DIA INTERNACIONAL DA MULHER – 8 de Março – Realidade versus Hipocrisia


 

Oito de Março – o Dia Internacional da Mulher.

Supostamente, um dia importante para nós mulheres, por ser o nosso dia.

Por isso mesmo, há que celebrá-lo? Evocá-lo? Há que relembrar o mundo que somos incansáveis na conquista de direitos e que estamos aqui, com os olhos bem abertos para discutir as discriminações e violências morais, físicas e sexuais, ainda sofridas por muitas de nós?

Há que impedir que retrocessos ameacem o que já foi alcançado em diversos países?

Quer-me parecer que sim! Há que… tudo isso e mais alguma coisa, o que não faz de nós umas activistas tresloucadas que erguem em riste a sua arma de arremesso: o feminismo cego.

Qual é o problema de nós mulheres, lutarmos pela Igualdade de Género? Hã?

Felizmente, na cultura civilizacional Ocidental não existe a opressão veiculada pelo poder fundamentalista do Estado Islâmico, e só por isso minhas caras, acreditem (!), somos umas sortudas. Ah, se somos!

Somos umas sortudas por não termos uns mostrengos alucinados a controlar-nos e a apertar-nos o cerco ao ar que respiramos; e ao sorriso; e aos passos; e à vontade; e ao prazer; e aos orgasmos; e à paixão, e ao amor, e ao sucesso!…

Uns grandessíssimos “filhosdaputa” é o que eles são (!); todos esses obstinados que acreditam que após a morte, têm à espera um reino com sete paraísos, mil e uma virgens de perna aberta e riquezas mil. Fuck them all! Assassinos!

E só de os lembrar, esses vermes misantrópicos fiquei com uma azia desgraçada.

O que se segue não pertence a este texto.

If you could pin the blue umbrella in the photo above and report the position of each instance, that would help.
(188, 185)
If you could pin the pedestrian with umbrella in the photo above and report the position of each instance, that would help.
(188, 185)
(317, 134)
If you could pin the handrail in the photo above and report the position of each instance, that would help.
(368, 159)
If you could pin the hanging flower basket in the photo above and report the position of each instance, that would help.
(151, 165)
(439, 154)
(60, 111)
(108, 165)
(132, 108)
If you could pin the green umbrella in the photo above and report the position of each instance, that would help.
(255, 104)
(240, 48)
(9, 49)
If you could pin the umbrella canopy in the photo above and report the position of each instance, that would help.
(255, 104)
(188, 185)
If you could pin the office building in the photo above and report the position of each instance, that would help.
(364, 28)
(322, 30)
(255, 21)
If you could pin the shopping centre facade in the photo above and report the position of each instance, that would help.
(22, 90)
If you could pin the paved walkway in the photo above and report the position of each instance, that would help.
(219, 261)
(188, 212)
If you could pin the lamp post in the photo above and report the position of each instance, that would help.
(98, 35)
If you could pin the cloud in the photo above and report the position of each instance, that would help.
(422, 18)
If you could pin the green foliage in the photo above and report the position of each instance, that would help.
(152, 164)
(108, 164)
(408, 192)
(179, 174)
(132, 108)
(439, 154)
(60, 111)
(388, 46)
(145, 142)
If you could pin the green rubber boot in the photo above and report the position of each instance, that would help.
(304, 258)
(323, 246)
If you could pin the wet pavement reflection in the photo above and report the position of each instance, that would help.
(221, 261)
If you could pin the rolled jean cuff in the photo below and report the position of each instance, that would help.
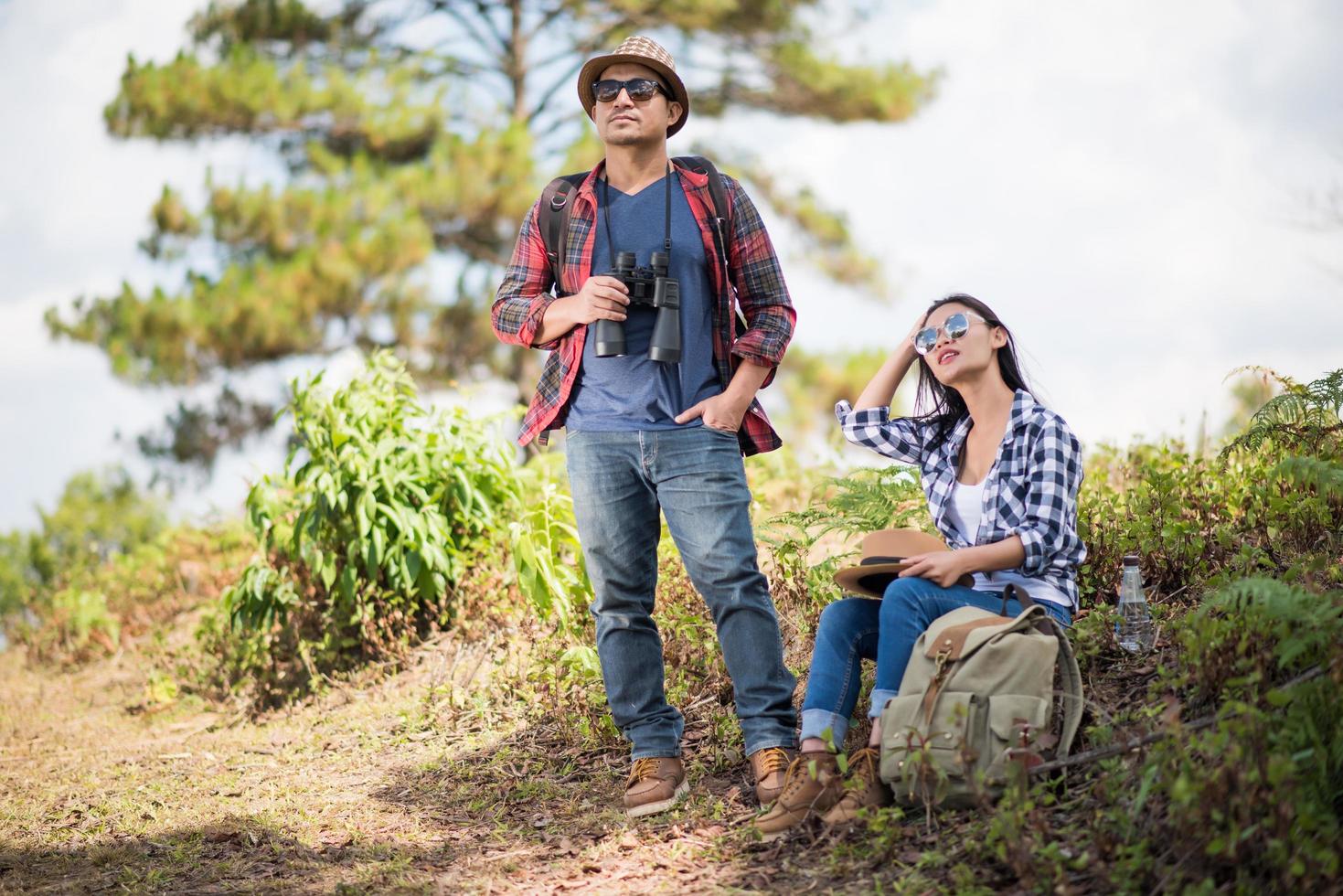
(814, 723)
(879, 701)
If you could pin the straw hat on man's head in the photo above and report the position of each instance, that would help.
(884, 558)
(644, 53)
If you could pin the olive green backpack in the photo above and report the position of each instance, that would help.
(976, 699)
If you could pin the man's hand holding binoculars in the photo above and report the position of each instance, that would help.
(601, 297)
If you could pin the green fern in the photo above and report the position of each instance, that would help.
(867, 500)
(1303, 418)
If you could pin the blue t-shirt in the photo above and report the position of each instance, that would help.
(633, 391)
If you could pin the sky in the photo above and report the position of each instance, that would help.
(1127, 185)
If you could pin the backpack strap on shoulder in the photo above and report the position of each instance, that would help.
(553, 220)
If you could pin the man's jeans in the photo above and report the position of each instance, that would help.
(884, 630)
(619, 481)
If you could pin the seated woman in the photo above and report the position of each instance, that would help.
(1001, 473)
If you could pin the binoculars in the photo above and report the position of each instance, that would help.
(652, 288)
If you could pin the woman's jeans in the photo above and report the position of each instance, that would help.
(696, 477)
(884, 630)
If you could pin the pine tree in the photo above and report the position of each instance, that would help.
(415, 132)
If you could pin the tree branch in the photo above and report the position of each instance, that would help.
(1135, 743)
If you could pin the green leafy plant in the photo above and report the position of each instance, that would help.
(378, 515)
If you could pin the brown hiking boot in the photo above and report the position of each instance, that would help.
(770, 766)
(656, 784)
(862, 790)
(810, 784)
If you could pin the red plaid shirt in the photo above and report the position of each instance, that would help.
(752, 280)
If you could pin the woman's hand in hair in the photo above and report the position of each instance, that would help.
(941, 567)
(908, 341)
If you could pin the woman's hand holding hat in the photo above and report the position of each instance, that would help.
(941, 567)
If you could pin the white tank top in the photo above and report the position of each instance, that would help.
(965, 512)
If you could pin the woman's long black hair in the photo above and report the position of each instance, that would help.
(943, 406)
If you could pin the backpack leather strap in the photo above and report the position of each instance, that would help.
(553, 222)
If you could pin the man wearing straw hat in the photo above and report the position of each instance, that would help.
(646, 435)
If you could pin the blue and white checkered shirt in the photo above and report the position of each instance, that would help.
(1030, 489)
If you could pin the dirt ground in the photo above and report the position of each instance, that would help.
(426, 781)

Vejam só! Os parasitas inventaram agora uma nova tortura para as mulheres: um “mordedor”: uma tal dentadura metálica que arranca pedaços de carne à mulher que ouse mostrar uma pequena parte do corpo, ou que circule nas ruas sem ser acompanhada por um homem.

Dou comigo a pensar se o melhor uso do dito não seria aplicá-lo no falo hirto de todos esses hediondos? Seria remédio santo? Quiçá não mudaria o paradigma se os castrássemos a todos?

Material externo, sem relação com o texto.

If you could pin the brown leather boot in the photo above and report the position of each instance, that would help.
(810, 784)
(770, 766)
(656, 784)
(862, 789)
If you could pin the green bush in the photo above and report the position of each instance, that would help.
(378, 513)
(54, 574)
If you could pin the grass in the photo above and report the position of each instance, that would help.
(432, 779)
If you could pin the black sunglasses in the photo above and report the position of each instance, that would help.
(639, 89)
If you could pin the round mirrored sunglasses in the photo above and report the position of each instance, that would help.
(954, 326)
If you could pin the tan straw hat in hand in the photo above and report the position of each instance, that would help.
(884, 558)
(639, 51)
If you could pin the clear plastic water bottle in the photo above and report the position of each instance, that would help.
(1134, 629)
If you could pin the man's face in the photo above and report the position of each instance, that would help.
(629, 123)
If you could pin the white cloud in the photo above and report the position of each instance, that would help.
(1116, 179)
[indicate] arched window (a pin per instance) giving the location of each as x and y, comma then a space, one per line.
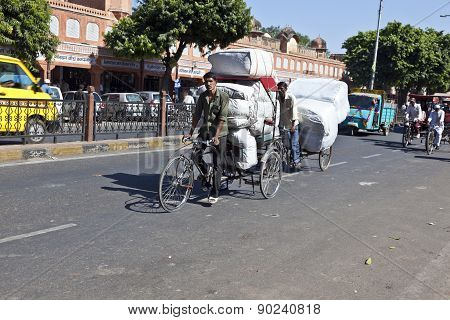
54, 25
92, 31
72, 28
108, 29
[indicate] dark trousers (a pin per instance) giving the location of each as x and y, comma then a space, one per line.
218, 156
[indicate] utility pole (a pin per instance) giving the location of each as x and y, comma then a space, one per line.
374, 65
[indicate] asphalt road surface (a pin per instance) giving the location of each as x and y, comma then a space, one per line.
92, 228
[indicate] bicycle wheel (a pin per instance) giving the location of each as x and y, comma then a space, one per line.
325, 158
406, 138
176, 183
270, 176
429, 142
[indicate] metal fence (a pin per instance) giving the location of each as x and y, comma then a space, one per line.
34, 121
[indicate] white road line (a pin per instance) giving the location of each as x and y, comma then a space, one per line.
338, 164
36, 233
30, 162
372, 156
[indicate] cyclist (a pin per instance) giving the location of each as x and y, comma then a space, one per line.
212, 106
289, 123
436, 120
413, 114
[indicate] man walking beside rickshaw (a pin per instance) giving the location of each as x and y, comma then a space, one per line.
213, 106
436, 121
413, 114
289, 122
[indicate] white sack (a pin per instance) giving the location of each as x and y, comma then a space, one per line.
242, 62
318, 124
321, 89
248, 156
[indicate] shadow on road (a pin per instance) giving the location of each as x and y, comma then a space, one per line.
141, 188
433, 158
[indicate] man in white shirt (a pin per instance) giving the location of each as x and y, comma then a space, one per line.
436, 121
289, 121
413, 113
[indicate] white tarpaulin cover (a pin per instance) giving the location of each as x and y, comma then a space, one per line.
248, 156
321, 89
318, 124
242, 62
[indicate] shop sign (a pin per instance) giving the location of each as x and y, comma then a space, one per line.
155, 67
69, 58
120, 64
191, 71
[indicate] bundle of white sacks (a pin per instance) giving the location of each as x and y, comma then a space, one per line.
322, 104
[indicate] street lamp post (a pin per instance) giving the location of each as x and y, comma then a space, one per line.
374, 65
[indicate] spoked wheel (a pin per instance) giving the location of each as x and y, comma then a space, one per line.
325, 158
429, 142
270, 175
176, 183
406, 138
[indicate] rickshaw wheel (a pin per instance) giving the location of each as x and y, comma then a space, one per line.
325, 158
429, 142
270, 176
176, 183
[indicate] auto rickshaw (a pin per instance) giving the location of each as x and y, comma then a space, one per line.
369, 111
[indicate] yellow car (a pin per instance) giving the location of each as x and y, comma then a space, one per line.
24, 108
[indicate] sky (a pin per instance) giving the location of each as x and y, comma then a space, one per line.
337, 20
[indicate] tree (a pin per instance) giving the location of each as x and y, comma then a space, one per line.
25, 28
409, 58
274, 31
163, 29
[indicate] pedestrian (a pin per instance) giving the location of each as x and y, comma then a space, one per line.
289, 122
413, 115
436, 121
212, 105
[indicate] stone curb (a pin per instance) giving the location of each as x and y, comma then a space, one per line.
45, 151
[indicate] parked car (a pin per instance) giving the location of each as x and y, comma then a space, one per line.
29, 116
153, 97
73, 111
119, 106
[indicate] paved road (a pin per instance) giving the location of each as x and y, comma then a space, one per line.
92, 229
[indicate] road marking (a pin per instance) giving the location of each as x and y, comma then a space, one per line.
36, 233
373, 156
338, 164
30, 162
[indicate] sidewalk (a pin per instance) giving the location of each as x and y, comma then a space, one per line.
44, 151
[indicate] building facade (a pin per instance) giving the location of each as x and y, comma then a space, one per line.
82, 58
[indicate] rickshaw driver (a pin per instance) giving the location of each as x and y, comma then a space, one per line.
414, 113
436, 120
213, 105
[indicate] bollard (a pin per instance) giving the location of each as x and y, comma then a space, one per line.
89, 116
163, 113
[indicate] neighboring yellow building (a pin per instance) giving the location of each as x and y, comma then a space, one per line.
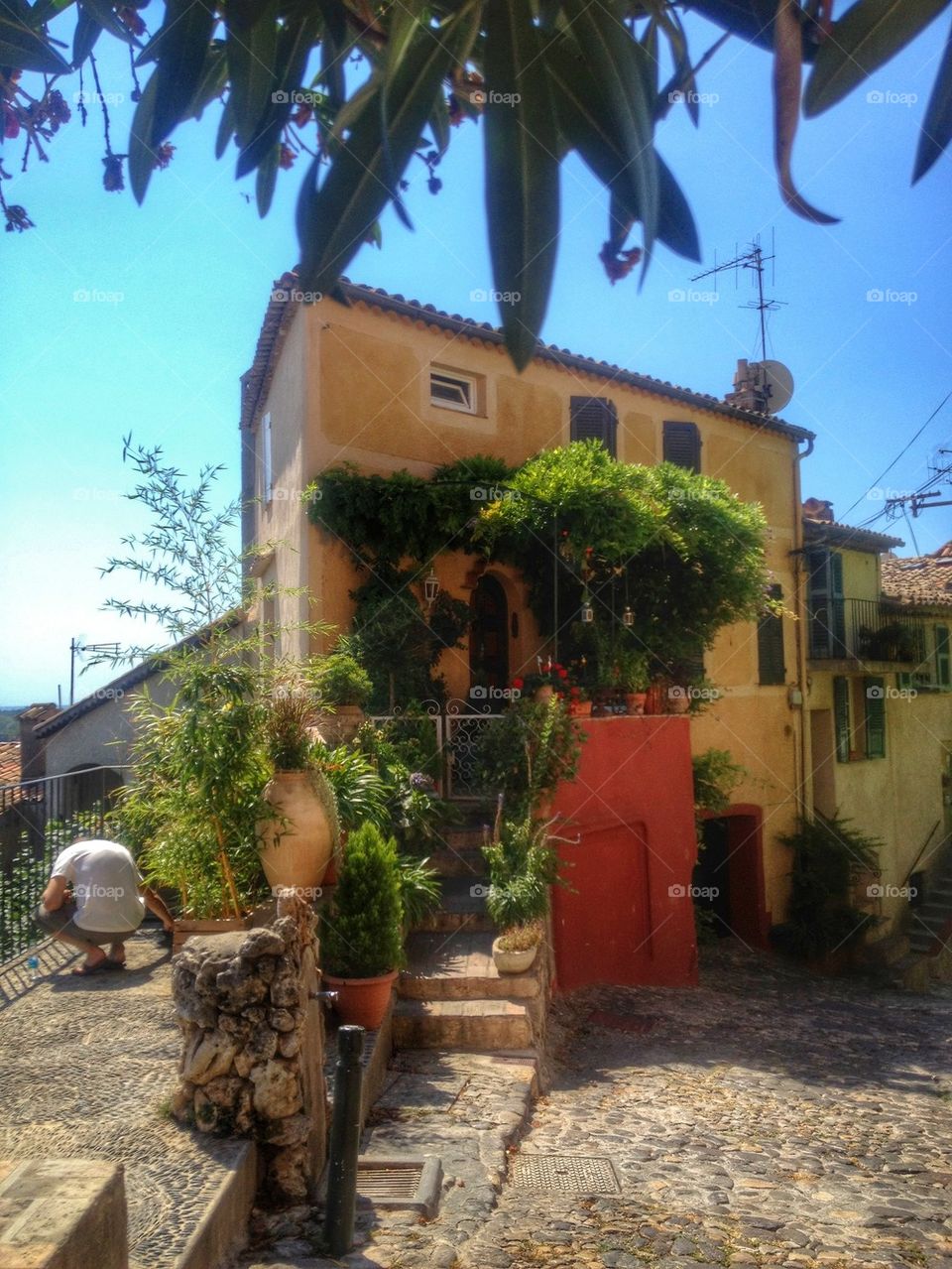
880, 709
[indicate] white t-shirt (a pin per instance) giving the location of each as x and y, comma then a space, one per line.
105, 882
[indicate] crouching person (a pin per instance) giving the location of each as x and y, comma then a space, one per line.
96, 897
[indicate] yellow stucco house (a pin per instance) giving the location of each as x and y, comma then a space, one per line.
390, 383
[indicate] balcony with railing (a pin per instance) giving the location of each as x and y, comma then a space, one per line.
861, 630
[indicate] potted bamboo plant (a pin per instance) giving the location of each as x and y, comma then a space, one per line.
301, 833
361, 937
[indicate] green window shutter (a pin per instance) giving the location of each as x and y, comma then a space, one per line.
595, 419
770, 646
682, 445
943, 658
875, 695
841, 717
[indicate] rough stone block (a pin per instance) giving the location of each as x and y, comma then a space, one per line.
64, 1213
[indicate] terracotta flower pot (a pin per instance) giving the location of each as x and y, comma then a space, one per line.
361, 1001
296, 855
514, 962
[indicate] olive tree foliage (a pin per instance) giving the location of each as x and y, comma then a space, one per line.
363, 86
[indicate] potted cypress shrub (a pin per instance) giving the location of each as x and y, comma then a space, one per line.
301, 833
361, 937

Mas minhas caras, felizmente, não estamos lá – no Estado Islâmico, ou dos loucos, que a bem dizer, é a mesma coisa! – Estamos cá, no Ocidente; e felizmente, com ganas para filtrar a escumalha da sociedade que ousa estigmatizar-nos, ridicularizar-nos, explorar-nos, violentar-nos… tornar-nos vítimas de nós próprias, independentemente do nosso QI (Quociente de Inteligência) e robustez física.

Sabem que mais? Temperando o assunto com uns pozinhos de perlimpimpim, mui sinceramente acho que eles, os homens, seriam um enormíssimo ZERO sem nós; por isso, desiludam-se aqueles que têm visão limitada, unilateral, opinando que “ao lado de um grande homem, há sempre uma grande mulher”, porque o contrário, pode muito bem acontecer.

Como tal, alvíssaras a NÓS mulheres, no nosso dia… e em todos os outros dias, porque a realidade é que somos, e seremos sempre especiais, seja em que domínio for.